He was conscious of the strong wind howling across State Highway 2 near Greytown at about 8.15am.

“But the first thing that alerted me to anything was a lot of dust coming across the road from one spot.”

The dust was from the wind catching the tree’s roots as they uplifted along the straight section of road before Greytown.

“I was watching that, so it took me a moment to realise a big tree was tipping over . . . then the next thing a whopping great big gum tree came down.

“It was literally in front of me and I managed to brake really hard and swerve around it.”

Ben Lakomy after he narrowly missed being struck by a falling tree on Monday morning. PHOTO/BECKIE WILSON

Mr Lakomy had to swerve on to the south-bound lane to avoid being caught under the tree.

He was thankful there was no oncoming traffic.

“It all happened so quick, it was okay once I realised I was fine – it was quite exhilarating.

“It was a pretty crazy thing to happen.”

The fallen tree was a large blue gum tree with many large branches.

“If it was one massive tree trunk I would have been a goner,” he said.

Mr Lakomy, who is a SPCA senior animal welfare inspector based in Masterton, said it was lucky he had no animals in the back of the ute.

He drives the road from South Wairarapa to Masterton most days with his cruise control set to 100km/h, he said.

While only the tip of the tree struck the left side of the ute’s bonnet, Mr Lakomy said the truck would have been badly damaged if he did not react as quickly as he did.

“All I would just say is how important it is to keep your eyes on the road.

“If anything like that happens and you’re distracted, you are not likely to be able to respond to it.”

Mr Lakomy and other motorists directed traffic before police and fire crews arrived.

Greytown senior station officer Harry Howard said the south-bound lane was down to 30km/h.

Firefighters helped remove some of the debris, but the tree was so big that contractors were called to clear the road, he said.

High winds down trees

Wild weather cut power to hundreds of Wairarapa properties and fire crews were rushed off their feet, with trees downed and garden structures blowing away yesterday.

Wind gusts reached 130km/h on the Remutaka summit around midnight on Sunday, and 105km/h in Masterton.

The fallen tree on Loop Line.
PHOTO/CAL ROBERTS

The highest gust recorded in the area was 154km/h at Cape Turnagain.

According to Metservice, the wild winds are sticking around.

Fulton Hogan’s Masterton-based maintenance manager, Matt Chapman, said he was aware of a tree down overnight Sunday in Opaki, and a line down in South Wairarapa.
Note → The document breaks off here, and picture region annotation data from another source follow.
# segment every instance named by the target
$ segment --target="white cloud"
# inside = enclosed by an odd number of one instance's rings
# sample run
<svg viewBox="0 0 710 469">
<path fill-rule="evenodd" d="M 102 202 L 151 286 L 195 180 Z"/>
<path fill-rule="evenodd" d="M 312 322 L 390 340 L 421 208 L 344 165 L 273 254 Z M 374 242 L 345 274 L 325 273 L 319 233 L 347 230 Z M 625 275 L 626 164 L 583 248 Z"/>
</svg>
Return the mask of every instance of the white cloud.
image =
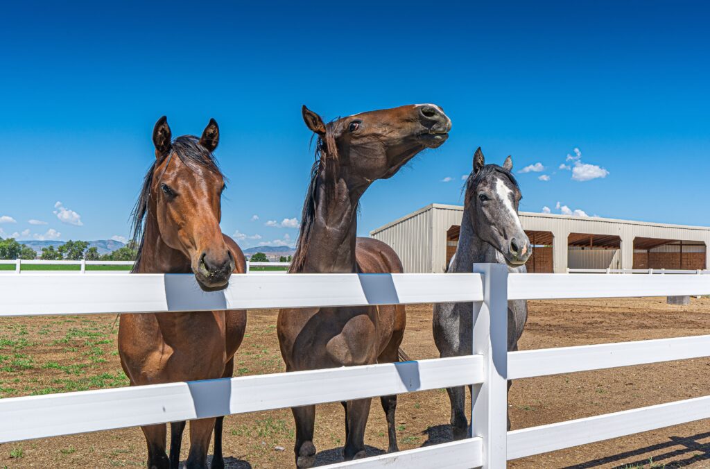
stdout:
<svg viewBox="0 0 710 469">
<path fill-rule="evenodd" d="M 518 173 L 542 173 L 545 171 L 545 166 L 542 166 L 542 163 L 535 163 L 535 164 L 531 164 L 525 166 Z"/>
<path fill-rule="evenodd" d="M 575 161 L 572 168 L 572 179 L 574 180 L 591 180 L 597 178 L 606 178 L 609 172 L 596 164 L 588 164 L 581 161 Z"/>
<path fill-rule="evenodd" d="M 567 161 L 574 163 L 574 166 L 564 163 L 559 165 L 559 169 L 572 171 L 572 179 L 580 182 L 591 180 L 598 178 L 606 178 L 609 175 L 609 172 L 596 164 L 589 164 L 581 161 L 581 151 L 579 149 L 574 149 L 574 154 L 567 154 L 565 159 Z"/>
<path fill-rule="evenodd" d="M 44 234 L 39 234 L 38 233 L 35 233 L 32 235 L 35 239 L 39 239 L 40 241 L 45 241 L 46 239 L 58 239 L 59 237 L 62 236 L 62 234 L 55 230 L 54 228 L 50 228 L 47 230 L 47 232 Z"/>
<path fill-rule="evenodd" d="M 82 222 L 82 216 L 74 210 L 65 207 L 62 205 L 61 202 L 57 202 L 57 203 L 54 204 L 54 207 L 57 209 L 54 211 L 54 214 L 57 215 L 57 218 L 59 219 L 59 221 L 62 223 L 73 225 L 77 227 L 80 227 L 84 225 L 84 223 Z"/>
<path fill-rule="evenodd" d="M 253 234 L 252 236 L 248 236 L 241 231 L 237 230 L 234 232 L 234 234 L 231 235 L 231 237 L 237 241 L 244 241 L 245 239 L 261 239 L 261 234 Z"/>
<path fill-rule="evenodd" d="M 297 228 L 299 222 L 298 219 L 296 217 L 284 218 L 281 220 L 280 223 L 275 220 L 270 220 L 264 223 L 264 225 L 268 227 L 274 227 L 276 228 Z"/>
<path fill-rule="evenodd" d="M 579 149 L 574 149 L 574 156 L 572 156 L 569 153 L 567 153 L 567 157 L 565 158 L 566 161 L 577 161 L 577 160 L 581 159 L 581 151 Z"/>
<path fill-rule="evenodd" d="M 557 203 L 559 205 L 559 203 Z M 586 212 L 584 210 L 579 210 L 579 208 L 574 209 L 574 210 L 567 205 L 562 205 L 562 207 L 558 207 L 559 211 L 564 215 L 567 215 L 569 217 L 589 217 Z"/>
<path fill-rule="evenodd" d="M 297 228 L 298 220 L 296 218 L 284 218 L 281 222 L 282 228 Z"/>
</svg>

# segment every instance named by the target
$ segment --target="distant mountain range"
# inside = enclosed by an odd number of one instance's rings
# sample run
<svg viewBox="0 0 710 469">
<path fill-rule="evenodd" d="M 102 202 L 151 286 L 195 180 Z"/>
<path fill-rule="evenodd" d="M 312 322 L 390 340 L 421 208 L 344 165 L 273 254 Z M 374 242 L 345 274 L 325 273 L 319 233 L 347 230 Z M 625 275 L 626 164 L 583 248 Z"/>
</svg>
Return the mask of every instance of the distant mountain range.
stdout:
<svg viewBox="0 0 710 469">
<path fill-rule="evenodd" d="M 47 247 L 48 246 L 54 246 L 55 249 L 63 244 L 65 242 L 64 241 L 36 241 L 33 239 L 21 241 L 18 239 L 17 242 L 21 244 L 25 244 L 28 247 L 31 247 L 38 254 L 42 253 L 42 248 Z M 114 239 L 97 239 L 95 241 L 89 241 L 89 247 L 95 247 L 99 252 L 99 254 L 109 254 L 113 252 L 116 249 L 123 247 L 126 244 L 121 242 L 120 241 L 115 241 Z"/>
<path fill-rule="evenodd" d="M 263 252 L 266 254 L 274 254 L 280 256 L 293 256 L 296 252 L 293 247 L 288 246 L 257 246 L 243 249 L 245 254 L 251 256 L 257 252 Z"/>
</svg>

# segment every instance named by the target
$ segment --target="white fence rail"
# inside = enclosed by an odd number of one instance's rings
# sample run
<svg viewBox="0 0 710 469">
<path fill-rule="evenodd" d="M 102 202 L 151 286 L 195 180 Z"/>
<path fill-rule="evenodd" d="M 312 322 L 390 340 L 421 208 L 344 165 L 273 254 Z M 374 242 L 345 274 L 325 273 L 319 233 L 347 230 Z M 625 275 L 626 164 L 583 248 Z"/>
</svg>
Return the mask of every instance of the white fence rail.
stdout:
<svg viewBox="0 0 710 469">
<path fill-rule="evenodd" d="M 567 269 L 567 274 L 710 274 L 710 270 L 681 270 L 679 269 Z"/>
<path fill-rule="evenodd" d="M 126 272 L 125 269 L 118 269 L 118 270 L 87 270 L 87 266 L 132 266 L 134 264 L 133 261 L 87 261 L 85 259 L 81 259 L 78 261 L 65 261 L 65 260 L 56 260 L 56 261 L 44 261 L 38 259 L 32 260 L 23 260 L 21 259 L 18 259 L 16 260 L 6 260 L 0 259 L 0 264 L 9 264 L 14 265 L 15 269 L 13 271 L 0 271 L 0 274 L 2 273 L 11 273 L 13 272 L 15 274 L 19 274 L 22 271 L 22 266 L 23 265 L 65 265 L 65 266 L 80 266 L 79 271 L 82 274 L 90 273 L 90 274 L 124 274 Z M 257 270 L 253 271 L 251 273 L 258 273 L 258 274 L 285 274 L 286 271 L 288 270 L 289 266 L 291 265 L 290 262 L 250 262 L 246 261 L 246 273 L 250 273 L 252 267 L 257 267 Z M 261 270 L 260 268 L 263 267 L 278 267 L 277 269 L 269 269 L 269 270 Z M 26 273 L 27 271 L 25 271 Z M 41 271 L 44 273 L 47 273 L 47 271 Z M 56 271 L 50 272 L 52 274 L 66 274 L 67 272 L 72 272 L 76 271 L 71 270 L 64 270 L 64 271 Z"/>
<path fill-rule="evenodd" d="M 710 336 L 507 352 L 512 299 L 710 294 L 710 276 L 510 274 L 233 276 L 205 293 L 190 275 L 28 273 L 0 279 L 0 316 L 472 302 L 474 355 L 0 400 L 0 441 L 474 385 L 473 436 L 332 467 L 501 468 L 506 460 L 710 417 L 710 397 L 506 432 L 506 382 L 710 355 Z M 442 405 L 445 402 L 442 398 Z M 120 414 L 116 411 L 120 409 Z"/>
</svg>

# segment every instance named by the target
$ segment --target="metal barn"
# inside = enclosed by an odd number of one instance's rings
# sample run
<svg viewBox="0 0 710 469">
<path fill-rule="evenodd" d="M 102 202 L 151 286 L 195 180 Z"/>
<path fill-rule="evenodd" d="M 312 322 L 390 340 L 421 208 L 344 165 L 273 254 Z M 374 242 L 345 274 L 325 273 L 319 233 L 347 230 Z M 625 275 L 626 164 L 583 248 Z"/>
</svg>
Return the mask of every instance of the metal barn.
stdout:
<svg viewBox="0 0 710 469">
<path fill-rule="evenodd" d="M 431 204 L 370 232 L 391 246 L 405 272 L 443 272 L 456 252 L 464 207 Z M 530 272 L 567 269 L 710 268 L 710 227 L 520 212 Z"/>
</svg>

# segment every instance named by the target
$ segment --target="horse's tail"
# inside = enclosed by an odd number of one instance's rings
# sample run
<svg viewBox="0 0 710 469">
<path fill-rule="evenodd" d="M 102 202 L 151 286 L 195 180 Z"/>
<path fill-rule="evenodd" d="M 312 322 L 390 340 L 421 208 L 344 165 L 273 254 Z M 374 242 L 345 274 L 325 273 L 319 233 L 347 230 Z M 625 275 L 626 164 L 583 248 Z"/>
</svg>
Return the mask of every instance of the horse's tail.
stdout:
<svg viewBox="0 0 710 469">
<path fill-rule="evenodd" d="M 399 361 L 400 362 L 412 361 L 412 358 L 409 355 L 408 355 L 404 350 L 402 350 L 401 347 L 397 349 L 397 357 L 399 359 Z"/>
</svg>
But he said all in all, the relatively low level of damage overnight was “quite surprising”.

“I got into the office this morning and thought the roof was going to fly off.”

He said teams were checking trees in at-risk areas.

“We expect we might see more of those trees down during the week.”

More than 500 properties were without power throughout the day.

Properties were affected in Solway [279], Opaki [184], Papawai [50], Carrington [58], and in Mauriceville [47].

In Masterton, a tree fell just short of the road on Loop Line about 7.30am.

The section’s owner was looking on the bright side.

He said removing the line of trees out front of the property was on his to do list – and the high winds had made a start for him.

The Greytown fire brigade also tended to downed power lines near the old cheese factory on Bidwills Cutting Rd.

At least two trees were brought down in Carterton on Monday, and Masterton firefighters were called out after a cat enclosure and a shed were blown away by strong gusts in Solway.

Metservice meteorologist April Clark said the gusty weather would remain today.